Affrontons le problème ensemble, responsabilisons nous ensemble et gagnons ensemble ! Si nous allons chacune puiser les ressources au plus profond de nous, nous allons y arriver. Je le VEUX et j’y crois ! Nous sommes arrivées cette année l’équipe était en D2, on sait pertinemment qu’à la fin de l’année que certaines vont partir, d’autres resteront l’année prochaine mais une chose est sure c’est que chacune d’entre nous doit avoir le désir, l’ambition, la volonté, le devoir de laisser notre club à ce même niveau.
Les matchs qui arrivent sont contre des concurrents directs : La Roche, Toulouse, Bergerac. Est-ce que ces rencontres scelleront le destin de l’ASPTT ?
A ce jour, on a une seule victoire, c’est une honte ! Alors qu’importe l’adversaire nous devons prendre des points. Le match nul ne nous intéresse plus, seul l’enchainement de victoires permettra le maintien. Que ce soit Issy-Les-Moulineaux ou Bergerac, l’objectif est le même, prendre les trois points.

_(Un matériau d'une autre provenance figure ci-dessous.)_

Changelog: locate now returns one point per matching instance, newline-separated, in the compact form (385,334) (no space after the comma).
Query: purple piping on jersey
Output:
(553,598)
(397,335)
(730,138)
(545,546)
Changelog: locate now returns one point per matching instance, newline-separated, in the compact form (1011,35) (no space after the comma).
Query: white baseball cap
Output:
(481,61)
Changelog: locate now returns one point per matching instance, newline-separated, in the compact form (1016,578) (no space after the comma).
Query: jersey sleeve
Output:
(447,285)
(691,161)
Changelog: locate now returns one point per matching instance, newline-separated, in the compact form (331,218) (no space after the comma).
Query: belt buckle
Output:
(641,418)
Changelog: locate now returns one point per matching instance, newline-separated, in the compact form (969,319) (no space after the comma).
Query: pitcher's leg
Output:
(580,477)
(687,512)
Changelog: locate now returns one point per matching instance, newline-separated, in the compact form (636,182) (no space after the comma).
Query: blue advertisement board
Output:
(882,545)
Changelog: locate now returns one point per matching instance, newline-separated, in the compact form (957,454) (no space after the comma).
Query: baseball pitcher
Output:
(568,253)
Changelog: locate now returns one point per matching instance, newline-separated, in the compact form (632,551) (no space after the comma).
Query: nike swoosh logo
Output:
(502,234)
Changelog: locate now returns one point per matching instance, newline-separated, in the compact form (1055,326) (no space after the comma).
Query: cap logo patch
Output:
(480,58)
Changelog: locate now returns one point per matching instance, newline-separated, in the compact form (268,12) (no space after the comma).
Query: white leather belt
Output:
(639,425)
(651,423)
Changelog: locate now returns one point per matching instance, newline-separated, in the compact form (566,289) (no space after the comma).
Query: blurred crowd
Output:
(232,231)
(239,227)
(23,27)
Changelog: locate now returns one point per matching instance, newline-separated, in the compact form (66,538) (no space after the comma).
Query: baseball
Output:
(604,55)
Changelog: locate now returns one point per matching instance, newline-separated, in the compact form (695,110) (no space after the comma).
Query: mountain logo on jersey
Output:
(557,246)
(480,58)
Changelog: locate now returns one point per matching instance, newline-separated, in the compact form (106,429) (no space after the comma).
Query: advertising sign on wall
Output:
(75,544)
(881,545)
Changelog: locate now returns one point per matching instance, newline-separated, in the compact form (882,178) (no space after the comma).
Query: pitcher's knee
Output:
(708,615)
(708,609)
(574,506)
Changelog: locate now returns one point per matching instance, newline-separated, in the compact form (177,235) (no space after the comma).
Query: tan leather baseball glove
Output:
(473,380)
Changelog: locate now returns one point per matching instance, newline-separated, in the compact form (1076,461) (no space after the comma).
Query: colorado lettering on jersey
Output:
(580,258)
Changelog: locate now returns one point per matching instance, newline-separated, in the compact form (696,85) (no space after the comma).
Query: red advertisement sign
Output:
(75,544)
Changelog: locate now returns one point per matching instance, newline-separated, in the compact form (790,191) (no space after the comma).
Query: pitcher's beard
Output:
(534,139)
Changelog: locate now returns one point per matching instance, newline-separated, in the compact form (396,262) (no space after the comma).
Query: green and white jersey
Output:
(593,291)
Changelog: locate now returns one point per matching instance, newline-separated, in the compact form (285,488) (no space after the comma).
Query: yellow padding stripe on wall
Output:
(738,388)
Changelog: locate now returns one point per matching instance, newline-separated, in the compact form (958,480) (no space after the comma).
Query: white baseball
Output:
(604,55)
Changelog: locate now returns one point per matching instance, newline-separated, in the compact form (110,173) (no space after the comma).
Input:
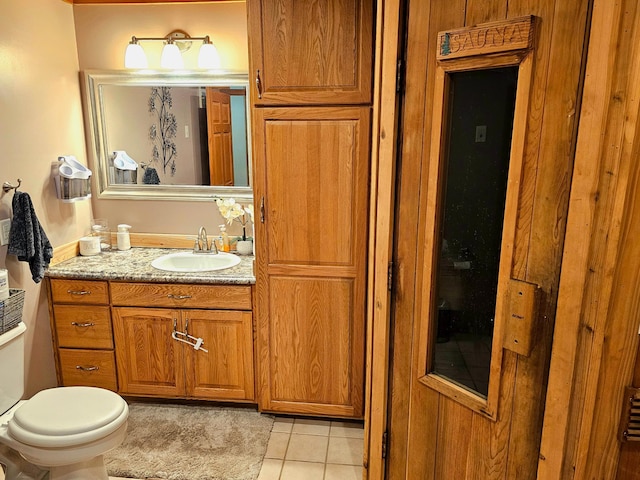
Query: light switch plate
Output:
(5,226)
(481,133)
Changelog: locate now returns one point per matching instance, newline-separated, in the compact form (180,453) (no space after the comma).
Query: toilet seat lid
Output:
(68,415)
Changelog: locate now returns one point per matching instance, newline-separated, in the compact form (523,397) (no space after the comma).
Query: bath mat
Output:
(191,442)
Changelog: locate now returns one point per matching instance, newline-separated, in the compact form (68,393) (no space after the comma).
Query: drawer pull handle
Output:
(86,324)
(90,368)
(80,292)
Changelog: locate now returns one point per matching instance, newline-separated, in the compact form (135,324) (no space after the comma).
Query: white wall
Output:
(40,119)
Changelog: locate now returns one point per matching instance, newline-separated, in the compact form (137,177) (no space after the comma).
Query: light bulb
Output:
(134,56)
(171,57)
(208,56)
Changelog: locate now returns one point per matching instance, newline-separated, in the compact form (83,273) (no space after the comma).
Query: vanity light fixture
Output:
(176,43)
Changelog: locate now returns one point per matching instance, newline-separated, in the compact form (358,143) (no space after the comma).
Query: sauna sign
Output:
(495,37)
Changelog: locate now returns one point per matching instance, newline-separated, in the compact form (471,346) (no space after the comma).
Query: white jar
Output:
(89,246)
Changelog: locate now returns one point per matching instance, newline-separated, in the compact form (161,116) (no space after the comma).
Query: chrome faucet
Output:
(202,244)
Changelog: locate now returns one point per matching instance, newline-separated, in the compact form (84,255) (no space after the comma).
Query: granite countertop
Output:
(135,265)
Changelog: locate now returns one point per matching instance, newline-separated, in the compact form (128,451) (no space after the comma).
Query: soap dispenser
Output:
(124,240)
(225,239)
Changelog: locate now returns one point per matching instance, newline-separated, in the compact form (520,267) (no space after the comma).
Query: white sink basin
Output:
(195,262)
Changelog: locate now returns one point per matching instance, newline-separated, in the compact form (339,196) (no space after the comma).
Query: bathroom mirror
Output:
(169,136)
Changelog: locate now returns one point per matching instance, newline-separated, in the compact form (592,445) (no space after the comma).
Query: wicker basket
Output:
(11,310)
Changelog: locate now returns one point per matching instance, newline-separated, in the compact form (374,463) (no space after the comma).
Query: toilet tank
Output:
(11,367)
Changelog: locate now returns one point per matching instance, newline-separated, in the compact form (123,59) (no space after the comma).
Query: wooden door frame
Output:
(597,331)
(381,218)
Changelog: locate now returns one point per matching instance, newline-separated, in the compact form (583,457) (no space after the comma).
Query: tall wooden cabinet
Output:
(311,136)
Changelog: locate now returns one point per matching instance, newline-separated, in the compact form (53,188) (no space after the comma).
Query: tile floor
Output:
(308,449)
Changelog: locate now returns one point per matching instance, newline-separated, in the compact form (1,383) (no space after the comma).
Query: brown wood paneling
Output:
(88,2)
(454,430)
(95,292)
(298,48)
(417,118)
(234,297)
(83,326)
(149,360)
(507,447)
(315,172)
(312,170)
(94,368)
(593,351)
(316,349)
(482,11)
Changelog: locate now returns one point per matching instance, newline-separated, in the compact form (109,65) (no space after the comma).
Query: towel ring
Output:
(7,187)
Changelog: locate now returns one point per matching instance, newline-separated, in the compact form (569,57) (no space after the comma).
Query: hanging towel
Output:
(151,176)
(27,239)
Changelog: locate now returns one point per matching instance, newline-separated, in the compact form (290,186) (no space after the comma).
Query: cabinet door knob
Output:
(89,368)
(85,324)
(259,84)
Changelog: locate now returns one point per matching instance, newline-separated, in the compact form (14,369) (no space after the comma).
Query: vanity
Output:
(303,159)
(120,324)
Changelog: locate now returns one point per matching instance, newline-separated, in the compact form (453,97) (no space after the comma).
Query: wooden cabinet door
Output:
(311,176)
(304,52)
(149,361)
(225,370)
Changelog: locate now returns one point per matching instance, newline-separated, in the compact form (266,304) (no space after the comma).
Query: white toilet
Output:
(65,430)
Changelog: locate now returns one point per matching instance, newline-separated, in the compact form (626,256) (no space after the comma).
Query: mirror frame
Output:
(97,138)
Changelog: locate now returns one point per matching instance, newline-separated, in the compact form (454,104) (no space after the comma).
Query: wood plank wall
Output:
(596,342)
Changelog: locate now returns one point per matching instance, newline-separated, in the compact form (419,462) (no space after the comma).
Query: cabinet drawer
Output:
(236,297)
(80,291)
(94,368)
(83,326)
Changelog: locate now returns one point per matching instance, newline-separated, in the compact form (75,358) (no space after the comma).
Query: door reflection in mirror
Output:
(474,181)
(178,135)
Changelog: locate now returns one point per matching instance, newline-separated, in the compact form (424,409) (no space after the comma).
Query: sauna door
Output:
(487,153)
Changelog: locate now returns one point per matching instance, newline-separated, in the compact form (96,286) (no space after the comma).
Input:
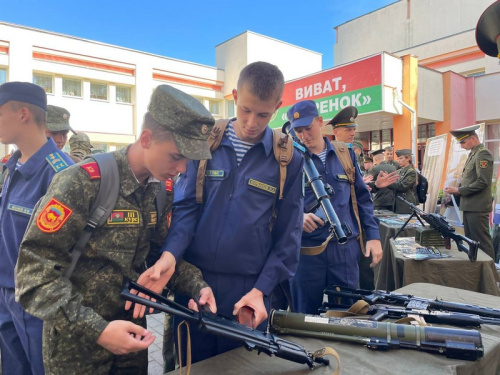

Tu es issue de la formation albigeoise, tu as connu l’épopée en D1F. N’aurais-tu pas l’impression d’un énorme gâchis et d’un héritage des générations bafoué en cas en descente en R1 ?
C’est impensable pour moi. Au-delà des nombreux moments sportifs inoubliables que j’ai connus, l’ASPTT m’a beaucoup apporté humainement. Par son intermédiaire j’ai noué de véritables amitiés, des personnes m’ont vu grandir, je ne peux pas les décevoir. C’est une obligation pour moi de laisser ce club en D2. La majorité des filles qui sont passées à Albi en garde de très bons souvenirs, parce que malgré le peu de moyen, à l’ASPTT, on s’y sent bien et je suis réellement convaincu du potentiel de ce club. Si les réflexions continuent quant à sa structuration, Albi peut faire partie des clubs phares de D2.
Pour toi, quelles sont les forces de l’équipe ? Sur quoi pouvez-vous vous appuyer pour garder l’espoir d’un maintien ?
La jeunesse ! Mais nous ne l’avons pas exploitée encore. Le fait d’avoir cette fougue et cette hargne le dimanche nous permettra de ramener les trois points. Nous ne pouvons pas faire pire que la situation actuelle, donc nous devons jouer relâcher et chacune d’entre nous doit avoir confiance en ses capacités afin de s’exprimer librement sur le terrain.